Comment 9 for bug 1523031

Revision history for this message
Miguel Alejandro Cantu (miguel-cantu) wrote :

I think I'm running into this problem in my hyper-converged environment with two network nodes. This is ultimately effecting our network architecture in our production environment(we also see this behavior there). We keep seeing multiple router interfaces getting stuck at the "BUILD" state. I'm not sure if it's because l2pop is not sending that fdb entry, but right now I'm not spinning up any instances..just making networks and attaching them to routers. Is there a way I could check to see if this is a problem with a lack of an FDB entry right now?. In the meantime...I think it's safe to say that my problem is related to this bug.
Below is a summary of the relevant environment configurations in my environment.

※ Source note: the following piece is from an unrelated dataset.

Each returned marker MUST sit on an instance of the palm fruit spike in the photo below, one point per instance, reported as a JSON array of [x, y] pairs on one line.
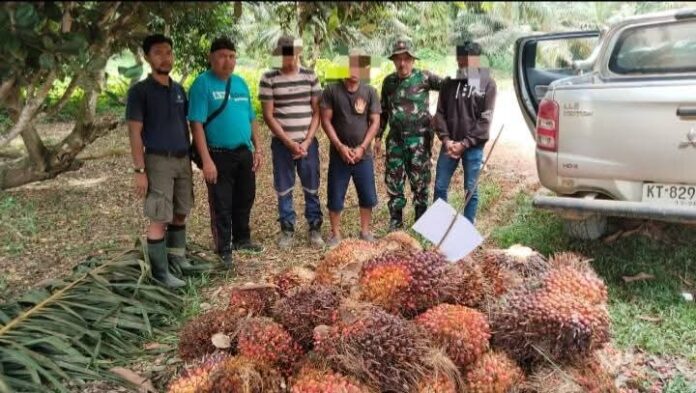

Two network nodes with these configurations in l3_agent.ini:
# HA failover
ha_confs_path = /var/lib/neutron/ha_confs
ha_vrrp_advert_int = 2
ha_vrrp_auth_password = 498d3d5737ca7273167c8badee533e9f2cf18e4db30676450
ha_vrrp_auth_type = PASS
handle_internal_only_routers = False
send_arp_for_ha = 3

in plugins/ml2/ml2_conf.ini:
mechanism_drivers = linuxbridge,l2population
l2_population = True

in plugins/ml2/linuxbridge_agent.ini:
[linux_bridge]

physical_interface_mappings = flat:eth12,vlan:eth11

# Linux bridge agent VXLAN networks
[vxlan]

enable_vxlan = True
vxlan_group = 239.1.1.1
# VXLAN local tunnel endpoint
local_ip = 172.29.243.52
l2_population = True

# Agent
[agent]
prevent_arp_spoofing = False

# Security groups
[securitygroup]
firewall_driver = neutron.agent.linux.iptables_firewall.IptablesFirewallDriver
enable_security_group = True

Like stated above, when we create our private tenant networks, then attach them to the router, some of them stay in the BUILD state until we bounce them(bring them down, then back up). Sometimes, the router gateway interfaces stay in the BUILD state too. Bouncing the interface doesn't always bring it back up the first time. Sometimes we have to bounce it multiple times before it finally reports as being "ACTIVE".
Keep in mind this is in an environment with 10 or so subnets being created rapidly. We are creating a pair of routers and many subnets using Ansible. All of this is done within the span of 30 seconds. Maybe we are creating them too fast?

Anyway, maybe someone here could help me figure out a workaround for now? Unfortunately, this isn't acceptable for our production environment.

Many thanks, and if there is anything I can do to help out with this bug please hit me up in IRC.